July 12 (Bloomberg) -- China’s train and rail-equipment companies surged in Hong Kong trading on a Shanghai Securities News report that the government may resume tenders to supply bullet trains.
China Railway Group Ltd. advanced as much as 9.6 percent to HK$3.76 in Hong Kong, and China Railway Construction Corp. jumped as much as 10.3 percent to HK$6.97 as of 1:44 p.m. local time. The two companies are the biggest Chinese builders of rail and metro lines.
China, which has the world’s biggest high-speed rail network, may start taking bids to supply bullet trains in the second half, Shanghai Securities News reported today, citing an unidentified rail transportation-equipment company. Orders were withheld last year because of the nation’s leadership transition, according to JPMorgan Chase & Co.
“This is a short-term positive for train providers as there will be an increase in orders,” Li Kun, an analyst at Northeast Securities Co., said by phone.
China will budget 650 billion yuan ($106 billion) in 2013 on rail-related fixed-asset investment, more than the 631 billion yuan spent last year, Rail Minister Sheng Guangzu said in January, according to Xinhua News Agency.

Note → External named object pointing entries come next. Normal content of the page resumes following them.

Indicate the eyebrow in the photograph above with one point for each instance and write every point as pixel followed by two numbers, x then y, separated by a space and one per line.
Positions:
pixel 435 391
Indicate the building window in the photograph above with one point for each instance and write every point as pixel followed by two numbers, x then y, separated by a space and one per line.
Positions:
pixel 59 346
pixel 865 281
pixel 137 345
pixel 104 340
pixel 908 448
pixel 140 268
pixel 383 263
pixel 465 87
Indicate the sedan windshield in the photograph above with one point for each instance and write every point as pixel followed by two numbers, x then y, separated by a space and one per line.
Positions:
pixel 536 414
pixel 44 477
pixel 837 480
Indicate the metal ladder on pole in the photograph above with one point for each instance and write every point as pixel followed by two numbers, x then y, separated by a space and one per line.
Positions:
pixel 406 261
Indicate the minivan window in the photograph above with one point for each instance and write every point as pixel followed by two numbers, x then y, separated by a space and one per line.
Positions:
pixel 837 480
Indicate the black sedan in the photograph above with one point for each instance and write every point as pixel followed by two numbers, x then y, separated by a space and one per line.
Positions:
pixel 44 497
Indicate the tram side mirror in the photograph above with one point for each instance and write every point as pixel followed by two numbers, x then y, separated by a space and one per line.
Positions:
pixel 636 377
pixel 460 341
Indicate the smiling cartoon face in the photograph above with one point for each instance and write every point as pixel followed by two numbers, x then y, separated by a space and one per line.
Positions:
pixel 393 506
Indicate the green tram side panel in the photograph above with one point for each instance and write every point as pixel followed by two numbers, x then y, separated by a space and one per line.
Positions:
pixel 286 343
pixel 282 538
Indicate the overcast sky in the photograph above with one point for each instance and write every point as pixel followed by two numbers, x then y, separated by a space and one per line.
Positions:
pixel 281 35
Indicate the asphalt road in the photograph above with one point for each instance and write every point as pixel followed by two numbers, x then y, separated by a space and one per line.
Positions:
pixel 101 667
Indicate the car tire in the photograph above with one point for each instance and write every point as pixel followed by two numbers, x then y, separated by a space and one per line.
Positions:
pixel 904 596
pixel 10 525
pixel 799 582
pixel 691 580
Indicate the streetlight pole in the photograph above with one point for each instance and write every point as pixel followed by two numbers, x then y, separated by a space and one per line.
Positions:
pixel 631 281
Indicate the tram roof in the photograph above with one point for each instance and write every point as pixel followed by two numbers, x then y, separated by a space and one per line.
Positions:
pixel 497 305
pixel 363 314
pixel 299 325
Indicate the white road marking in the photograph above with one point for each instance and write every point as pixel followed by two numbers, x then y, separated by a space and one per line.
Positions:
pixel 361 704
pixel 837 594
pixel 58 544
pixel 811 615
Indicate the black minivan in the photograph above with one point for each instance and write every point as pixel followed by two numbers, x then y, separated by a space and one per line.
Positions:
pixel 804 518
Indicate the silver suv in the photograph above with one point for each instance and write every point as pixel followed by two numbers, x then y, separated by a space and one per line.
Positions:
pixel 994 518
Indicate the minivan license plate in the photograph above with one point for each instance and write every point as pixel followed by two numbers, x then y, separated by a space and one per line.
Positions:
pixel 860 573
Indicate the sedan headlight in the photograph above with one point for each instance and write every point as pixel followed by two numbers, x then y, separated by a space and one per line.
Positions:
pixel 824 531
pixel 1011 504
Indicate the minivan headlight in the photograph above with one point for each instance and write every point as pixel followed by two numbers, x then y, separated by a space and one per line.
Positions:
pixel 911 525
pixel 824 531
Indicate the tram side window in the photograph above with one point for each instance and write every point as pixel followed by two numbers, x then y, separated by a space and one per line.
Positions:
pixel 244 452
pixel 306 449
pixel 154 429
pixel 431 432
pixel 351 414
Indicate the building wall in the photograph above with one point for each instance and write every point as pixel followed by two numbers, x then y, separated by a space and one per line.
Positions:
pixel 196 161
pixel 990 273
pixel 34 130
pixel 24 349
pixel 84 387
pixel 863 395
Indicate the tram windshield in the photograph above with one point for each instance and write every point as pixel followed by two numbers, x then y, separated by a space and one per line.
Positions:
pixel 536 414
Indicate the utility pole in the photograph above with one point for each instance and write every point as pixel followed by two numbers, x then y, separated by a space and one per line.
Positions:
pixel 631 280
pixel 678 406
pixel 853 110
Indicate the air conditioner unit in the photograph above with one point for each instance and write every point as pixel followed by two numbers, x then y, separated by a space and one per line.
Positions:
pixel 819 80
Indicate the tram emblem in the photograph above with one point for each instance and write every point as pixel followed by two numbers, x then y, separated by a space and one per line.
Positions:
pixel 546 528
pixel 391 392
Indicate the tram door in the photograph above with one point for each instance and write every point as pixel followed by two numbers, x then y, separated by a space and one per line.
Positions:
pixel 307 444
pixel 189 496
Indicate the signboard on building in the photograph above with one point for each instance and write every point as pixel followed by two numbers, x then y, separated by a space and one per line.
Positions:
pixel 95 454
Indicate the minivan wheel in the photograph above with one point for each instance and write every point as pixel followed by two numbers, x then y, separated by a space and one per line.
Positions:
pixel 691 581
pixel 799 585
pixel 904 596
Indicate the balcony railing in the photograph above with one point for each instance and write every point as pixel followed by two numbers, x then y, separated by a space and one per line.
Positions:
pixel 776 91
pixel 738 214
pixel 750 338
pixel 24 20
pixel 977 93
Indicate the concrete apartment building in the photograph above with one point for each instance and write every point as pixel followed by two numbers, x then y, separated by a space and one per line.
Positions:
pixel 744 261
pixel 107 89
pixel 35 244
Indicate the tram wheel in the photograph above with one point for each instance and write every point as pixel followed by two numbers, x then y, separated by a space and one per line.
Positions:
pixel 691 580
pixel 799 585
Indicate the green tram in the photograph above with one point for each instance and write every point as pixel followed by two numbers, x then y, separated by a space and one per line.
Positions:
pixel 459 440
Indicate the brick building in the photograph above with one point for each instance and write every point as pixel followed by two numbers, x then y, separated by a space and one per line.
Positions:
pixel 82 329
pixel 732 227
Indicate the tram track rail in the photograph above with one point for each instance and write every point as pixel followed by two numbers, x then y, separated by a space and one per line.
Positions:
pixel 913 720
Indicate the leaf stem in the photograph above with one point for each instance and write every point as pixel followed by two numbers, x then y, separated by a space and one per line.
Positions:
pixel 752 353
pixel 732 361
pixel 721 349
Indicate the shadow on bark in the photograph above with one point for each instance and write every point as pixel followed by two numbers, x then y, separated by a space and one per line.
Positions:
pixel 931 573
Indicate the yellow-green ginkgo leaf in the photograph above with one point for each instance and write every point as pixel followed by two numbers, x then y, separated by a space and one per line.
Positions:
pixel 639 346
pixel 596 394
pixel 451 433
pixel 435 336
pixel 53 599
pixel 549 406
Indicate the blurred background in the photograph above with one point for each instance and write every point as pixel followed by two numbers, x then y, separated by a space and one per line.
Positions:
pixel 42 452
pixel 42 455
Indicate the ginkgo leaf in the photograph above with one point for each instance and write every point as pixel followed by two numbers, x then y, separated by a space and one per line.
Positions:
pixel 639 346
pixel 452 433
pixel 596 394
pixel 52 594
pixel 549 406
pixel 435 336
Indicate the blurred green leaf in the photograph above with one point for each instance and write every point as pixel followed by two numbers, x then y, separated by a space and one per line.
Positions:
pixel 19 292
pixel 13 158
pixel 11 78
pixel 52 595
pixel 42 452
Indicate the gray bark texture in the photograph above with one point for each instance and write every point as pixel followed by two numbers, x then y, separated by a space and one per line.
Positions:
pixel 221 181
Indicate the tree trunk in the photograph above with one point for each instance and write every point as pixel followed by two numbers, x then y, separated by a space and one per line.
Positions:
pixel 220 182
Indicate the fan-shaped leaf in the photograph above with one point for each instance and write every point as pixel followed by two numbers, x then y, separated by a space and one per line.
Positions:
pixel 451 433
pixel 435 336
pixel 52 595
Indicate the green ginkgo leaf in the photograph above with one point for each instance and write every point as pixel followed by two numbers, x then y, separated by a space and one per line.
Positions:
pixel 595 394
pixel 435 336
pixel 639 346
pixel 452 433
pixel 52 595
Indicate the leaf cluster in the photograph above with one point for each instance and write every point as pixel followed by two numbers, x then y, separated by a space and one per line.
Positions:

The government could start accepting bids for high-speed trains as early as August, according to Xu Minle, an analyst at Bank of China International Ltd. in Shanghai.
The Ministry of Railways was dismantled earlier this year as the government sought to rein in graft and red tape. It was divided into two entities, and a new company China Railway Corp. was formed to take over commercial operations.
The reform comes after allegations of corruption surrounding rail construction, along with a 2011 bullet-train crash in the eastern city of Wenzhou that killed 40 people. Former Railway Minister Liu Zhijun was given a suspended death sentence on July 8 for abuse of power and taking bribes.
The development of the railroad network could help absorb overcapacity in steel and cement industries, 21st Century Business Herald reported today, citing unidentified people close to China Railway Corp. Rail infrastructure investment this year may exceed by “a little” the 520 billion yuan target set by the former railway ministry, the report said.
Trainmaker CSR Corp., gained 7.5 percent to HK$4.72 in Hong Kong, while its shares in Shanghai gained 3.9 percent to 3.77 yuan in Shanghai.
China Railway Group rose 8.9 percent to HK$3.73 at 1:44 p.m, and China Railway Construction gained 9.7 percent to HK$6.93 as of 1:44 p.m. local time. The two companies are the biggest Chinese builders of rail and metro lines.